Für die Cebit 2018, die erstmals im Juni stattfinden soll, sei die inhaltliche Ausgestaltungsphase abgeschlossen. Nun werde das um Festival- und Talkshow-Elemente erweiterte Konzept umgesetzt, sagte Messe-Chef Oliver Frese der Deutschen Presse-Agentur. Auf die Neuausrichtung gebe es überwiegend positive Reaktionen.
«Wir haben schon die ersten tausend Tickets verkauft, ohne dass wir richtig in die Werbung gegangen sind», sagte Frese.
Auch bei Ausstellern komme das neue Format gut an: «Es ist, als ob wir einen Knoten gelöst haben, als wenn die Digitalindustrie nur darauf gewartet hätte, dass wir mit der Cebit den Schritt nach vorne machen.»
„Die Digitalisierung verändert mit innovativer Technologie die Unternehmen, das gesamte Wirtschaftsgefüge, das Nutzerverhalten und gleichzeitig die Art und Weise, wie wir zusammenleben. Diese unterschiedlichen Perspektiven bilden die Leitidee für die neue Cebit“, sagte Frese. „Nur die Cebit mit ihrer Geschichte und ihrer tiefen Verwurzelung in der digitalen Wirtschaft kann diese Elemente glaubhaft zusammenführen.“
Die gesamte IT-Messe wird auf dem Gelände in neue Hallen umziehen, so dass auch die Aussteller ihre Auftritte auf eine neue Basis stellen müssen. Im Zentrum des neuen vierstufigen Konzepts steht eine Art Campus unter dem Expo-Dach («d!campus»), der Digitalisierung und Kultur vereinen soll.
Die bisherigen Konferenzen werden im neuen Talkshow-Format («d'talk») aufgehen und Querdenkern, Visionären und Experten eine Plattform bieten. Das Kernelement («d!conomy») dient der Geschäftsanbahnung und der neuen Technologie-Präsentation, ein weiteres präsentiert Forschung und junge Unternehmen («d!tec»).
Die neue Cebit besteht aus vier Elementen:
Die Öffnungszeiten werden um eine Stunde nach hinten verschoben, künftig läuft die Messe von 10.00 bis 19.00 Uhr; das Gelände wird aber bis 23 Uhr fürs Abendprogramm geöffnet bleiben.
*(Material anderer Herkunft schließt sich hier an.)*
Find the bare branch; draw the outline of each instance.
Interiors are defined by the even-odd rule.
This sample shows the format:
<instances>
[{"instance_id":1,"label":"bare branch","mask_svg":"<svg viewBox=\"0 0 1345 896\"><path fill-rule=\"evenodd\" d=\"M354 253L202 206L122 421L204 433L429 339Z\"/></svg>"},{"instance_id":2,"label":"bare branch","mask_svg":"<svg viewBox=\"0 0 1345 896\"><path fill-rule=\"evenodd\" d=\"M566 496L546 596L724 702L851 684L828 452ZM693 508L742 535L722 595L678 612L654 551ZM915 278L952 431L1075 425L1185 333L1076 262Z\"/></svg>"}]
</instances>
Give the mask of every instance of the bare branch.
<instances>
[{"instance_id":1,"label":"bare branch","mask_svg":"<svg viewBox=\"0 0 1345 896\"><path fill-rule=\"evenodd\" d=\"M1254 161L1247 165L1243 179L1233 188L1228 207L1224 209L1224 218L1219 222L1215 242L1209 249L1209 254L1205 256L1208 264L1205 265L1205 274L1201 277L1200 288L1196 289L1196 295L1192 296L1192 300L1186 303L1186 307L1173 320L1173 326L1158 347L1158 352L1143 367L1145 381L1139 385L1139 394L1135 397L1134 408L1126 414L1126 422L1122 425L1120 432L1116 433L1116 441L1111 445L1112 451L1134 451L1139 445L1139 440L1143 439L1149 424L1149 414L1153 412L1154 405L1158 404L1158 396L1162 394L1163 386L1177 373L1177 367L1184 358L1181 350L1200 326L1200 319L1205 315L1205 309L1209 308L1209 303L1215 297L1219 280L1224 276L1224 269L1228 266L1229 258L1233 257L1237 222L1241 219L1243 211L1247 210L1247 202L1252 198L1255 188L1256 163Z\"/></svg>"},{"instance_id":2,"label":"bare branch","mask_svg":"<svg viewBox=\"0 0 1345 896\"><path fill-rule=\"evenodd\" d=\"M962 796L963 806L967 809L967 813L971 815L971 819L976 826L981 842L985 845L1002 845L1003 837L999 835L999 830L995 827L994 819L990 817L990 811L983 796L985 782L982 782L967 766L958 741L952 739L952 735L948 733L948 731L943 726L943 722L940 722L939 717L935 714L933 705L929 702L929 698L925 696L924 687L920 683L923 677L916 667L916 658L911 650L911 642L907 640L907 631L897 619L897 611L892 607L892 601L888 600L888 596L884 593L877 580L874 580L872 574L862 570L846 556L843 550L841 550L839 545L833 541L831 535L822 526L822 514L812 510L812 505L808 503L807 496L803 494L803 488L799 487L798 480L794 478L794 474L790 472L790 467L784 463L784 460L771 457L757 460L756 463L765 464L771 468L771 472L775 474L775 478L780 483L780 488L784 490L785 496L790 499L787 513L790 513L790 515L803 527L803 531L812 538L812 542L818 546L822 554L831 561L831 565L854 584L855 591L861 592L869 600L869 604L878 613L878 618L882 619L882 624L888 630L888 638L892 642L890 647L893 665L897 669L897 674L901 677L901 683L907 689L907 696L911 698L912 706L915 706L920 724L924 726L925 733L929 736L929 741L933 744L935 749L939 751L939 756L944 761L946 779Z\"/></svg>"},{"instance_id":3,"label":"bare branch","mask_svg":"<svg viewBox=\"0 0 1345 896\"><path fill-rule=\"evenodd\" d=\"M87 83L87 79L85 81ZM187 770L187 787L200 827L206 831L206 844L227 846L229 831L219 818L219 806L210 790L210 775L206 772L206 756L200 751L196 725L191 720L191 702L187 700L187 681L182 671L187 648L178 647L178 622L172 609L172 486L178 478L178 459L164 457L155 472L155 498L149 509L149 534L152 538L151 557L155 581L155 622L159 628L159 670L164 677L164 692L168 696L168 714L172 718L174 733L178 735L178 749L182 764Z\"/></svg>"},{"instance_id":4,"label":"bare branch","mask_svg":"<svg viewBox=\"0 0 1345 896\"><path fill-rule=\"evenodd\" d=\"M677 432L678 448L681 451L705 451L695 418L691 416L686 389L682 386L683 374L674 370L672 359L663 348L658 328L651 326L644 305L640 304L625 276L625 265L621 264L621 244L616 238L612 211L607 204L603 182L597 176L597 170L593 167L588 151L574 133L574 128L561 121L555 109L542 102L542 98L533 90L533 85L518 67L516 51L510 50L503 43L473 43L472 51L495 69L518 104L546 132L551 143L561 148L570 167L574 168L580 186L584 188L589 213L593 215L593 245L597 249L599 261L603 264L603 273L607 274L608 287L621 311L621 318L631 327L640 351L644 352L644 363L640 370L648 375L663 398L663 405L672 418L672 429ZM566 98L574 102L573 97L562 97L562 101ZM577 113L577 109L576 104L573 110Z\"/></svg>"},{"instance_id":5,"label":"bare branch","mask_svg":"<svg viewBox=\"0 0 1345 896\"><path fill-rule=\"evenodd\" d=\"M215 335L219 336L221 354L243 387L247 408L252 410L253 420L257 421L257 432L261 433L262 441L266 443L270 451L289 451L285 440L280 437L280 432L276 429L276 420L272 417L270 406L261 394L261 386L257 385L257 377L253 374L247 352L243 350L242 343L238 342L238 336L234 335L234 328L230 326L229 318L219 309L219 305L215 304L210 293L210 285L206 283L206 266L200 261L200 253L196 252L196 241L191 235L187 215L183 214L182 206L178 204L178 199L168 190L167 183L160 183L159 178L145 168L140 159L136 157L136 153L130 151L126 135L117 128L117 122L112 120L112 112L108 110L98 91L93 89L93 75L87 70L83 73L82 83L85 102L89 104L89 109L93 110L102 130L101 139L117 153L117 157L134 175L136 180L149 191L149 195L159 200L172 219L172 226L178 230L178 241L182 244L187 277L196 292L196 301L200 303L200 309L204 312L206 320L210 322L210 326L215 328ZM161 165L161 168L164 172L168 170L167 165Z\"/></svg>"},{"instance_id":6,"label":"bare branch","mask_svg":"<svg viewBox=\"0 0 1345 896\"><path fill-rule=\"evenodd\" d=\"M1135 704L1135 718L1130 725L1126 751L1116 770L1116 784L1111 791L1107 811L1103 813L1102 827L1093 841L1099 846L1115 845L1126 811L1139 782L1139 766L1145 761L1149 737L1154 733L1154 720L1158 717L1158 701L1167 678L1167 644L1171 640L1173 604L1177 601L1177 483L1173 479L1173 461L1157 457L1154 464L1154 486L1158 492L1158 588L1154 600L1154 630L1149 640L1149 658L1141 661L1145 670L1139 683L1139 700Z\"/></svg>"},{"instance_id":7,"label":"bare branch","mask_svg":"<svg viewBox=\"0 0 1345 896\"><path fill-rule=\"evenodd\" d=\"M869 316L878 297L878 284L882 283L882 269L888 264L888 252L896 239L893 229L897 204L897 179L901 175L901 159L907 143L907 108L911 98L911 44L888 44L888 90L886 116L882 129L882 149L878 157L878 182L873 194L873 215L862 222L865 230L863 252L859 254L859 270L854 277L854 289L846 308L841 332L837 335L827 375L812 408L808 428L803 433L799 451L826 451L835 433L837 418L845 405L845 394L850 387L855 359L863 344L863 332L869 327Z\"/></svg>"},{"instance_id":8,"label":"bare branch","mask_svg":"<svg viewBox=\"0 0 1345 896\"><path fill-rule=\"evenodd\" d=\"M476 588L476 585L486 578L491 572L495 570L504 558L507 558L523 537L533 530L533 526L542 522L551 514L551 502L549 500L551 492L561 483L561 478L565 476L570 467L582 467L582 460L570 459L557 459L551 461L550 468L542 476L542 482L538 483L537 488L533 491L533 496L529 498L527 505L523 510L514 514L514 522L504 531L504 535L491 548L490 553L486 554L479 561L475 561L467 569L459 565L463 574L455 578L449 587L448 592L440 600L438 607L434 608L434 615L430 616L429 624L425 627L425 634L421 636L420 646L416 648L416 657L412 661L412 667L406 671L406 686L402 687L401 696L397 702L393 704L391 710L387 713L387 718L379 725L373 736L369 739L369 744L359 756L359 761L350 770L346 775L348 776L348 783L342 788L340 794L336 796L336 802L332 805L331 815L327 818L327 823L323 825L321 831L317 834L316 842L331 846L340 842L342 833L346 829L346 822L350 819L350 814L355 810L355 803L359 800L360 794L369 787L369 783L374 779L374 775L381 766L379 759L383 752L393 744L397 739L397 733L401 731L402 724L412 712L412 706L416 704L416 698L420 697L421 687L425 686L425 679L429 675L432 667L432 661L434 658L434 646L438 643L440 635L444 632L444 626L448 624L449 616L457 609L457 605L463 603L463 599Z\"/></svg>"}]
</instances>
Die Cebit beginnt am Montag, 11. Juni, mit einem Tag für Politik und Medien. „Die Herausforderungen der Politik in Deutschland und Europa werden in verschiedenen Formaten dabei im Mittelpunkt stehen. Die Welcome Night mit hochrangiger politischer Besetzung als dem In- und Ausland wird den Auftakt geben für die drei folgenden Business-Tage auf dem Messegelände", so Frese.
Separate Tickets für die bisherige Konferenz-Serie soll es nicht mehr geben. Frese: «Es wird keine Tages-, sondern nur noch Dauertickets geben.» Allerdings gibt es für den Freitag («Digital Friday») ein Publikums-Ticket, das eine breite, technikbegeisterte Öffentlichkeit ansprechen soll.
Bis zum 15. August 2017 gibt es für die CEBIT noch die Discover-Tickets zum reduzierten Preis von 25 Euro. Die Tickets beinhalten den Eintritt zu Expo, Konferenz und dem Rahmenprogramm im d!campus. Nach dem 15. August werden die Preise stufenweise steigen.
Tickets für die CEBIT 2018 gibt es unter www.cebit.de.
In diesem Jahr waren über 3000 Aussteller aus 70 Ländern gekommen - Frese erwartet mit dem neuen Konzept mindestens einen Gleichstand. Seit 1986 fand die Cebit jährlich im Frühjahr vier Wochen vor der größeren Hannover Messe statt, aus der sie einst als eigenständige Veranstaltung hervorgegangen war.
Ursprünglich mal eine Abkürzung für «Centrum der Büro- und Informationstechnik», schreibt sich die Cebit selbst künftig durchgehend in Großbuchstaben. Sie findet vom 11. bis 15. Juni 2018 statt und soll auch wieder stärker für Privatbesucher geöffnet werden. In den vergangenen Jahren hatte sie sich von einer Computerschau zu einer reinen Fachmesse für Geschäftsprozesse gewandelt - sie versteht sich heute als Leitmesse der Digitalisierung.